Wednesday, September 13, 2006
Pandan Angku Kueh
220 gm. of split-skinned green beans (soaked for at least 4 hours then steam)
120 gm. sugar
100 gm. water
1/4 tsp. salt
50 gm. cooking oil
2 - 3 pcs of pandan leaves
(1) After soaking the beans for 4 hours, steam the beans for about 45 mins. till soft then blend it while hot till fine.
(2) Boil water, sugar , salt and pandan leaves in a wok till boiling point.
(3) Pour in blended beans and fry.
(4) Add in oil and fry till almost dry and well mixed.

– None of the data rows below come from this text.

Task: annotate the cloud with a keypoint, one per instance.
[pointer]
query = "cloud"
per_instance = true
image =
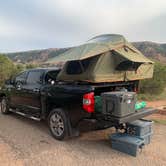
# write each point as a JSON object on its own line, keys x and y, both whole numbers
{"x": 37, "y": 24}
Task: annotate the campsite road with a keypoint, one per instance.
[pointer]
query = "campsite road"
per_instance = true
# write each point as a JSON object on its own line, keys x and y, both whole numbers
{"x": 27, "y": 142}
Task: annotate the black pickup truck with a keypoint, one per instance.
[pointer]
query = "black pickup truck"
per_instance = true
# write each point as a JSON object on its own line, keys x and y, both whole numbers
{"x": 69, "y": 107}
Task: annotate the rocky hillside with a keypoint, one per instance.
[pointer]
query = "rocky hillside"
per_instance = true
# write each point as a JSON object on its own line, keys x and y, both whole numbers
{"x": 152, "y": 50}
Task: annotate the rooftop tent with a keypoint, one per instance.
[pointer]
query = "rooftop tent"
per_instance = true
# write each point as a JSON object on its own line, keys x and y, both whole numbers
{"x": 106, "y": 58}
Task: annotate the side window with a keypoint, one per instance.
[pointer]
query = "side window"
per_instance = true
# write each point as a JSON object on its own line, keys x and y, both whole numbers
{"x": 34, "y": 77}
{"x": 21, "y": 77}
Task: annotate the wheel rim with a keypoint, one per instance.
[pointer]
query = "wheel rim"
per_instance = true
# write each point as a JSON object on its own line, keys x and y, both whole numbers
{"x": 3, "y": 105}
{"x": 57, "y": 124}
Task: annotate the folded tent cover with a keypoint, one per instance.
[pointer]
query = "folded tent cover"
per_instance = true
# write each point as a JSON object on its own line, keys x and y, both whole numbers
{"x": 105, "y": 58}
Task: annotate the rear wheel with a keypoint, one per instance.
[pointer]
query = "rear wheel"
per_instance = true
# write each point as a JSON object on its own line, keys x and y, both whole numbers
{"x": 59, "y": 124}
{"x": 4, "y": 108}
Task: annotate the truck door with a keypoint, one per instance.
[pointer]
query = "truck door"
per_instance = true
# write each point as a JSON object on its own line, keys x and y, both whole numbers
{"x": 32, "y": 89}
{"x": 16, "y": 92}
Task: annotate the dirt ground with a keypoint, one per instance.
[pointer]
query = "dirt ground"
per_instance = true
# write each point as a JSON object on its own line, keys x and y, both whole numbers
{"x": 27, "y": 142}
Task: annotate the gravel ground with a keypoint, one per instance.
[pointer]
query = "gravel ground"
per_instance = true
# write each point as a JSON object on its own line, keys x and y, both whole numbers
{"x": 27, "y": 142}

(5) Remove from fire and set aside to cool.
(6) Divide into small portions according to your mould..about 20 gm.
Ingredients for skin:
200 gm. glutinous rice flour
75 ml. thick coconut milk (if you don't like coconut milk, substitute with evaporated milk)
75 ml. pandan juice (blend about 3 pcs of pandan leaves with water)
75 gm. water
25 gm. sugar
1/4 tsp. salt
a little green colouring (omit if your pandan juice is green enough)
2 Tbsp. oil
(1) Sieve glutinous rice flour into a bowl.
(2) Boil coconut milk, pandan juice, water, sugar and salt till boiling then pour into the glutinous rice flour and mix it into a soft pliable dough.
(3) Divide dough into small portions of about 30 gm. each (depending on the size of your mould) and wrap with green bean paste.
(4) Press into angku kueh mould and then knock it out onto a piece of banana leaf.
(5) Steam over medium heat for 10 mins.
(6) Glaze hot angku kueh with some cooked oil.